The stock market has been riding a roller coaster recently. Is there any way for an investor to protect against the downs of the stock market and still earn a decent return? N.C. State University economist Mike Walden responds.
“Well …, certainly there’s not a foolproof way, but one relationship that economists have long noted is a relationship between what’s going on in the stock market and what’s going on in the bond market, particularly with long-term bonds. If the stock market, for example, is going down because people are worried about the economy or they’re worried about some aspect of the world economy, particularly Europe, oftentimes … what you’ll see is the bond market will go up. That is to say, people will want to buy long-term bonds, particularly government bonds, because they feel they are safe. And what that means if you have already been an investor in long-term bonds, when more buyers want to buy those bonds, the price that you could sell your long-term bonds at actually goes up. So, in other words, you could make money on those long-term bonds.
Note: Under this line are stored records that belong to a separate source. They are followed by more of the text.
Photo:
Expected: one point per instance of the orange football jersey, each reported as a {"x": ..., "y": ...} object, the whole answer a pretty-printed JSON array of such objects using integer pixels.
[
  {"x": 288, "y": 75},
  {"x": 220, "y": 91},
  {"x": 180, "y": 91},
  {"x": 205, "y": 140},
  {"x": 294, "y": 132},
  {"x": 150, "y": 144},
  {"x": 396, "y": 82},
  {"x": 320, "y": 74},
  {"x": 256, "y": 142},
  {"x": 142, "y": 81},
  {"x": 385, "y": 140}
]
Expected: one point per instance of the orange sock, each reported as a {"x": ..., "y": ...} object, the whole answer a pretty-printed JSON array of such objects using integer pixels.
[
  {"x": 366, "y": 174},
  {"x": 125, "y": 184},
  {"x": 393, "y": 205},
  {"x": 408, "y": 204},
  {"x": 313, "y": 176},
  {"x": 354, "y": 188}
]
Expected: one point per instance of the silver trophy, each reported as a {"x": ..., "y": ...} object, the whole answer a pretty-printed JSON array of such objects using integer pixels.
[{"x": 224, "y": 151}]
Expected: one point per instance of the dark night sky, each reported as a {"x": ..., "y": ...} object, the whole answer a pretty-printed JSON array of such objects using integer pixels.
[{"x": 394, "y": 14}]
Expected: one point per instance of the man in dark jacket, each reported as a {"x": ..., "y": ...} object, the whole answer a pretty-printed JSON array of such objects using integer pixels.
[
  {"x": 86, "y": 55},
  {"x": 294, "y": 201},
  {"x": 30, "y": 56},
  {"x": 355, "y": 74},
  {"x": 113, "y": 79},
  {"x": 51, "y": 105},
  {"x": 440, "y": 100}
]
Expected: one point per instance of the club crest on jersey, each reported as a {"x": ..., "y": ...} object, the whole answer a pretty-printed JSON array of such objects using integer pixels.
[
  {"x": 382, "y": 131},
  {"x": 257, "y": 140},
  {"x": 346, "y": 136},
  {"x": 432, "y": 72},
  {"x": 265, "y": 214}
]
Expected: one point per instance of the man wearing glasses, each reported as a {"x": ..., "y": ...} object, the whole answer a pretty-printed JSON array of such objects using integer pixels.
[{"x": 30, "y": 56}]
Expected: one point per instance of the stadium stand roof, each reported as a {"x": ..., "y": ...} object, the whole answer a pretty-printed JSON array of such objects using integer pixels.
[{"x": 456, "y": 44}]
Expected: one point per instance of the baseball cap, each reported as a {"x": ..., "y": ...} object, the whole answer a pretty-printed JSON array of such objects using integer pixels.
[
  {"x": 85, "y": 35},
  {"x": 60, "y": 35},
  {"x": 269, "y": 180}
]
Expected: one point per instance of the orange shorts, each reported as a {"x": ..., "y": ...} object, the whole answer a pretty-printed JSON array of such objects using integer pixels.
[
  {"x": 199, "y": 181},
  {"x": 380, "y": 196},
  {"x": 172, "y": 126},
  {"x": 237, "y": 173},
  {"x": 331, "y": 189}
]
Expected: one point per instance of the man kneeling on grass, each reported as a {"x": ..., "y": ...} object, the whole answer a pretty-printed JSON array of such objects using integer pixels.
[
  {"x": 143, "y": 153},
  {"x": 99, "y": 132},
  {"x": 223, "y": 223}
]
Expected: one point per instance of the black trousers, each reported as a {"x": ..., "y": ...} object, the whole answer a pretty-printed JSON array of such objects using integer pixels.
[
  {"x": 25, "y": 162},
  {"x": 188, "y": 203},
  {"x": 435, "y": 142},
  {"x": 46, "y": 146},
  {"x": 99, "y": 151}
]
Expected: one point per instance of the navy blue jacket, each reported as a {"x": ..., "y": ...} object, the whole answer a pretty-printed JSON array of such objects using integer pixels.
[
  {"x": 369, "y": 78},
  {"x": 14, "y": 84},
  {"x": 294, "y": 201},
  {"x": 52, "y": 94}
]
“Now this is not a relationship that’s set in concrete, but we often see it play out in the financial markets. I think one implication of this … is that if you don’t have a crystal ball in the stock market, and I don’t know anyone who does, you may want to have a diversified portfolio that always has some stocks and some bonds, probably some other things also. But at least if you have stocks and bonds, you can take advantage of this relationship and the relationship is that sometimes, not always, when the stock market goes down, the bond market improves.”